NASA’s planetary missions have been on a roll of late, led by the mini-armada of Curiosity, Opportunity, Mars Odyssey, and Mars Reconnaissance Orbiter – all of which continue their scrutiny of the Red Planet.
Data collected by the spacecraft could lead to new insights regarding rocky planet formation and the internal structure of Mars.
“It’s the first time ever that such a sensitive instrument has been built”, Marc Pircher, director of the French space agency that provided the seismometer, said in a NASA release. The probe was to be one of the scientific tools that researchers would use to determine why Mars evolved so differently than Earth.
Within the next month or two, it may evaluate choices for fixing a seismometer which was supplied by the German area organization, the defective device, CNES.
The sensor has been developed to measure ground movement as little as the diameter of an atom.
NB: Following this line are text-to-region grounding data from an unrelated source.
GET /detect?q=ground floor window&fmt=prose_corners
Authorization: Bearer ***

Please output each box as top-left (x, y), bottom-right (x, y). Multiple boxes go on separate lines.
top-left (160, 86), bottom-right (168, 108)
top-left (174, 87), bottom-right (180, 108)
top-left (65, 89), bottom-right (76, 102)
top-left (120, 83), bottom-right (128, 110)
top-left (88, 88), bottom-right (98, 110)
The seismometer provided by France’s Centre National d’Etudes Spatiales required a vacuum seal around at its three main sensors to withstand the harsh conditions on the Mars.
Earlier in the year, a leak was found and resolved.
With the spacecraft already being prepped for launch, mission managers decided that there wasn’t enough time to make the needed repairs. Future missions to Mars – including a manned launch to the Red Planet in the 2030s and the European Space Agency’s upcoming ExoMars orbiter in 2016 and rover in 2018 – are on schedule, according to NASA.
NASA insists the delayed launch of the InSight does not jeopardize NASA’s overall goal of reaching Mars, although Mars enthusiasts are taking the news rather hard.